Abstract 521: Endothelial Cell Forward Migration in a Disturbed Wall Shear Stress Environment is Promoted by Rho-Kinase Inhibition

Abstract

Stent deployment to treat coronary artery disease causes damage and loss of endothelial cells (EC). Repair of injured arteries by EC migration is co-ordinated by Rho family GTPases. It is also regulated by wall shear stress (WSS), a mechanical force exerted by flowing blood on the vessel wall, via mechanisms that are poorly understood. It was hypothesised that stent struts may impede repair of injured endothelium by inducing localised disturbances in WSS. To simulate a stented artery in vitro, chamber slides were fabricated with ridges (100 μm high) positioned perpendicularly to the flow direction. Confluent EC monolayers seeded on one side of either ridged or non-ridged (control) chambers were exposed to flowing culture medium (Ibidi® system). Flow patterns were determined by computational fluid dynamic (CFD) modelling and particle velocimetry. Live cell imaging and analysis using ImageJ® software enabled quantification of EC migration velocity and directional persistence (DP).
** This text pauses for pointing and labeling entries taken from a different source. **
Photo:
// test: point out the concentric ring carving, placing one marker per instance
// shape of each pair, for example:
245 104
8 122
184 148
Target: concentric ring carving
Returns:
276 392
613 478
EC on the non-ridged chamber slide were exposed to a uniform WSS of 13 dyn/cm2 and migrated relatively uniformly in parallel with the flow direction (average velocity 1.13 μm/min; DP 0.59). By contrast, CFD and particle velocimetry revealed spatial WSS differences over the ridged chamber, with significant spikes above physiological levels (>70 dyn/cm2) at the corners of the ridges and distinctive flow recirculation zone immediately downstream from ridges (-4 dyn/cm2). While EC were able to migrate over the ridges, cells that reached the recirculation zone displayed non-uniform directionality (DP 0.25) and reduced velocity (0.78 μm/min). Inhibition of the RhoA signalling pathway with ROCK inhibitors promoted EC forward migration within the recirculation zone by elevating DP (0.41) and velocity (1.16 μm/min). It was concluded that disturbed WSS downstream from stent strut-like ridges prevented the forward migration of EC. Inhibition of the RhoA/ROCK signaling pathway promoted EC migration and re-population of these sites. Our data suggest that treatment using a ROCK inhibitor may promote re-endothelialisation of stented arteries.